Abstract

Abstract Recently we introduced a new polyurethane (PU) membrane synthesized from polypropylene glycol (PPG), hexamethylene diisocyanate (HDI), and 1, 4‐butane diol (BDO), and then studied the performance of the membrane for CO 2 removal. This paper presents a novel application of the PPG‐HDI‐BDO membrane for separation of H 2 S in binary and ternary gas mixtures. The gas transport properties of the membrane in binary H 2 S/CH 4 and ternary CH 4 /CO 2 /H 2 S gas mixtures at different temperatures, pressures, and gas compositions are investigated. Permeation tests show that the membrane has a high H 2 S/CH 4 selectivity (27.2), an outstanding H 2 S permeability of 790 Barrer, and a remarkable CO 2 permeability of 473 Barrer.
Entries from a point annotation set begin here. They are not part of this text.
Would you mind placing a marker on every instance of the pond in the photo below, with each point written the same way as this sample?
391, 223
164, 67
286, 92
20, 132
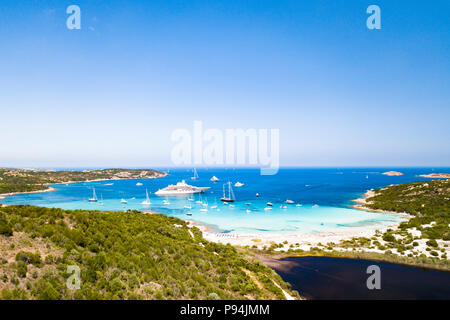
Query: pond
341, 278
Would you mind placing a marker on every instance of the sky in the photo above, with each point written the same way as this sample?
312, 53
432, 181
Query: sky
113, 92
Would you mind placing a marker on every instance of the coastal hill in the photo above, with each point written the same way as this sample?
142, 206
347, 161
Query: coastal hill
30, 180
123, 255
436, 175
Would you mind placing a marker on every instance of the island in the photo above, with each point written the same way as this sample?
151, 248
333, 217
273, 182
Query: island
392, 173
436, 175
423, 239
13, 181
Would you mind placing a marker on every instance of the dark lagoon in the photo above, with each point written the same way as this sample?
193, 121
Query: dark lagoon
340, 278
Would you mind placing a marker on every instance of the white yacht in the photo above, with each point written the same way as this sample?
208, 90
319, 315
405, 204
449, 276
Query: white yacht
146, 202
195, 177
180, 188
94, 196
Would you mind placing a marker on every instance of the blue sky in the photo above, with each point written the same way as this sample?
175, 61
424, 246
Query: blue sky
112, 93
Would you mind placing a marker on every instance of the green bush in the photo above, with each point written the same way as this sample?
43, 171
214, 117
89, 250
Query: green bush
432, 243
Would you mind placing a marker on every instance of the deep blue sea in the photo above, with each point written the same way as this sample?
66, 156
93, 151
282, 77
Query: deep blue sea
324, 194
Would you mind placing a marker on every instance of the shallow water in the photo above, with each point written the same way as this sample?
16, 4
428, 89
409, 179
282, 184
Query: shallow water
340, 278
325, 196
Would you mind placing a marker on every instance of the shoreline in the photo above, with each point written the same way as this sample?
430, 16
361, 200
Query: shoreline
50, 189
4, 195
368, 194
301, 241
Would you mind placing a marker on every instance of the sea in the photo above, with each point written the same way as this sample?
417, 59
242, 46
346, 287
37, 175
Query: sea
321, 198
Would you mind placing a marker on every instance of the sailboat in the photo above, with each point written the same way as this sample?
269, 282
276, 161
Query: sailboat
94, 196
146, 202
195, 177
230, 197
166, 202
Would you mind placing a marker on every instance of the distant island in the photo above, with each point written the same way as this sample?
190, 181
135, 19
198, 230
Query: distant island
422, 240
392, 173
436, 175
14, 181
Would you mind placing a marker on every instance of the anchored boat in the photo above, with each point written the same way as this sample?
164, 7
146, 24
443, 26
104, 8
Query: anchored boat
230, 197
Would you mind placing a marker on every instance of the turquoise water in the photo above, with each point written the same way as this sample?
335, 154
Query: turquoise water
325, 196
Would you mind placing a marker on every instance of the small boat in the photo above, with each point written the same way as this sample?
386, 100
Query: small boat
230, 197
146, 202
195, 177
94, 196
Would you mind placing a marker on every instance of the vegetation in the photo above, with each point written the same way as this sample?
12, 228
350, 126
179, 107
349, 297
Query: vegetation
428, 202
423, 240
15, 180
121, 255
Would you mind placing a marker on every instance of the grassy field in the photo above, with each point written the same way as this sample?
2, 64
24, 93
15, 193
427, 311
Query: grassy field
121, 255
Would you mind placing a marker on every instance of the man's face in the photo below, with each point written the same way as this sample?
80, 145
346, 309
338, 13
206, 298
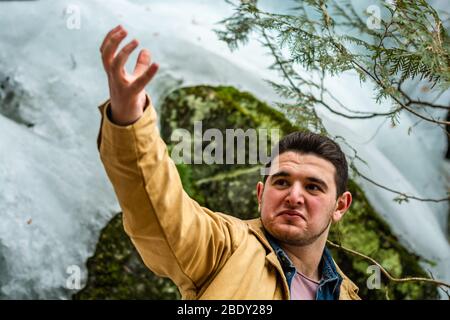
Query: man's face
298, 201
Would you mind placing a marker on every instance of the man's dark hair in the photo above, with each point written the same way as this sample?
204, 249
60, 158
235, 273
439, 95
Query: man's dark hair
311, 143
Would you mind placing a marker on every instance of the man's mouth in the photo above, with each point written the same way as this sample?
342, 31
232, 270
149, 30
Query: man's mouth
293, 213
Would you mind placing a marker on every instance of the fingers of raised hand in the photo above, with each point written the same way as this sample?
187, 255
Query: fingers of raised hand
118, 64
142, 63
140, 83
110, 45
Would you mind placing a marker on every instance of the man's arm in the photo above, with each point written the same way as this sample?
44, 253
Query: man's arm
174, 235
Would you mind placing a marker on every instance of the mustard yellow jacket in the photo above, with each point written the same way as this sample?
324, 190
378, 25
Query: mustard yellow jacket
208, 255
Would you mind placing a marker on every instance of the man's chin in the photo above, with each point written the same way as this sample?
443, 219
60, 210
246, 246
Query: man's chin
287, 232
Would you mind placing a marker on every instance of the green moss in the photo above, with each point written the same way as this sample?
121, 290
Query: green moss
363, 230
116, 271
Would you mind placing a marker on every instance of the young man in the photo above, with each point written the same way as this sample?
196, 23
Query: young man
210, 255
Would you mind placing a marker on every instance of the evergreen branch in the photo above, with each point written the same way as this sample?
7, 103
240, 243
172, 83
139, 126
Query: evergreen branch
404, 196
385, 272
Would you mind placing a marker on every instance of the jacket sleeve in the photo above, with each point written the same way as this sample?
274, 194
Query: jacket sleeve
175, 236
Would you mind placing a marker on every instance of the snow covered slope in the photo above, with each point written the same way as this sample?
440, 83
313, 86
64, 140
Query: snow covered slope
54, 195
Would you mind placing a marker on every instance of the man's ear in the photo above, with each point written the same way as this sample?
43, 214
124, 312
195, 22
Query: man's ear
259, 192
342, 204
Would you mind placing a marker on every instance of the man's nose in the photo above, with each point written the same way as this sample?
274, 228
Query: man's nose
296, 195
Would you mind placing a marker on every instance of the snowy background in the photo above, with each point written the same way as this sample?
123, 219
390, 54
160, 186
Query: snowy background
54, 194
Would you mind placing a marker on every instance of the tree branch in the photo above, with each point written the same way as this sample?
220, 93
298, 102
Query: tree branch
387, 274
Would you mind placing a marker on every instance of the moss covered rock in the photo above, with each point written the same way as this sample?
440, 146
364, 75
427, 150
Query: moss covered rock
117, 272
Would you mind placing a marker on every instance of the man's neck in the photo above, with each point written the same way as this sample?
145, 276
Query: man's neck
306, 259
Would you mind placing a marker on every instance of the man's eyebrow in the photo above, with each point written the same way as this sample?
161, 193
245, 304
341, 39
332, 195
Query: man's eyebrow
310, 179
279, 174
318, 181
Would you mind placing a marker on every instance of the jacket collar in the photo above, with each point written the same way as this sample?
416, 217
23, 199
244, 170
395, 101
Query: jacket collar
348, 289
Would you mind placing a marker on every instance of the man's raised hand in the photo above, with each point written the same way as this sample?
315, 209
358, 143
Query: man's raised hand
127, 91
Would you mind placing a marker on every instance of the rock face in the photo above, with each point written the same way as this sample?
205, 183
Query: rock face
117, 272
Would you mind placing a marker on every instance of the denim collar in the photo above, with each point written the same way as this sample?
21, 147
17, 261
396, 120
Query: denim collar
330, 281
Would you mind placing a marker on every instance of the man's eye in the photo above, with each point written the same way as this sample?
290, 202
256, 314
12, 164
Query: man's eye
313, 187
281, 182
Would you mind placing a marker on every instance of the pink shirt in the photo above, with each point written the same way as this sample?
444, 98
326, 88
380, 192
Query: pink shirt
303, 288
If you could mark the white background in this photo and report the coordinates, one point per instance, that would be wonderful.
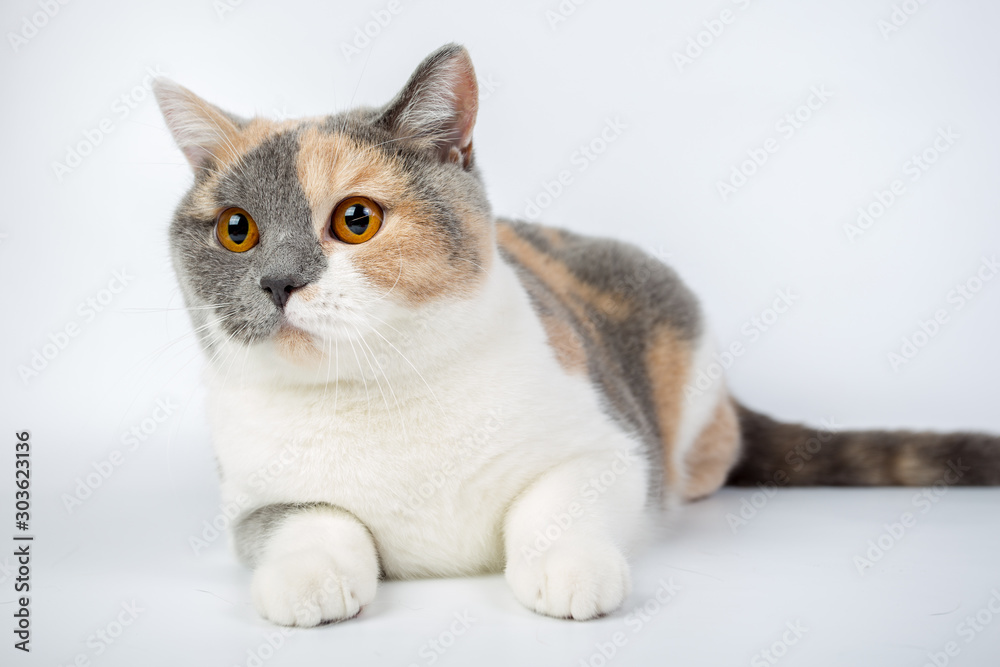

The H 2 S permeability of 790 Barrer is the highest reported to this date for all PU membranes. The H 2 S permeability and H 2 S/CH 4 selectivity of the membrane increases with temperature. As the operating pressure increases, the CO 2 /CH 4 and H 2 S/CH 4 selectivities of the membrane increases. H 2 S and CO 2 permeabilities and H 2 S/CH 4 and CO 2 /CH 4 selectivities increase, as the H 2 S content of the feed increases. Solubility is most likely the dominant mechanism of gas permeation in this membrane. As the CO 2 content of the feed stream increases, the H 2 S permeability and H 2 S/CH 4 selectivity of the membrane decreases. The membrane has maximum H 2 S/CH 4 selectivities of 27.4 in binary H 2 S/CH 4 (with 0.075 mol% H 2 S) and 27.2 in ternary CH 4 /CO 2 /H 2 S (with 0.66 mol% H 2 S).